Décidément, rien n’est simple dans les négociations avec les indépendantistes actuellement. Ce mercredi, le FLNKS a conditionné sa venue à Paris par l’envoi d’un émissaire, « haut responsable habilité », pour préparer la mission. L’ordre du jour, selon le Front, ne serait toujours « pas clair » et il n’y aurait, de toute façon, « pas d’urgence » à se rendre à Paris. Dans les grandes lignes, les responsables politiques calédoniens sont censés discuter des implications du oui et du non au troisième référendum, sujet qui doit faire l’objet d’un document de l’État, mais aussi de la situation du secteur du nickel ou encore de la crise économique, sociale et sanitaire…

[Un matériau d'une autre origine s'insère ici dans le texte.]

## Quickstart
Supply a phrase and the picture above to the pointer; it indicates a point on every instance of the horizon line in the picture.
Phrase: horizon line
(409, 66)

Le FLNKS n’est décidément pas en phase avec l’État en ce moment puisqu’il a décidé de ne pas se rendre à la restitution de la consultation sur l’avenir institutionnel que le haut-commissaire fera jeudi aux politiques. Le FLNKS pourrait y voir une atteinte à son rôle de représentant et comme une manœuvre de l’État qui tenterait un dépassement par la droite visant à imposer la vision exprimée au travers de la consultation. De là à ce que le FLNKS y interprète un parti pris en faveur du maintien dans la France, il n’y a qu’un pas…

Ce positionnement n’est pas forcément surprenant au moment où une décision doit être prise concernant la date de la troisième et dernière consultation inscrite dans l’Accord de Nouméa. Le FLNKS souhaite très clairement qu’elle se déroule en fin d’année 2022 pour regagner des points chez les plus indécis, en particulier après le dossier de l’usine du Sud ou des atermoiements à mettre sur pied un gouvernement, alors que le camp loyaliste est déterminé à accélérer le calendrier. Il se murmure aussi dans les couloirs que Sébastien Lecornu pourrait être appelé à d’autres responsabilités, comme l’organisation de la campagne présidentielle d’Emmanuel Macron et qu’il pourrait donc avoir un intérêt à changer de tempo. Mais ce ne sont que des rumeurs.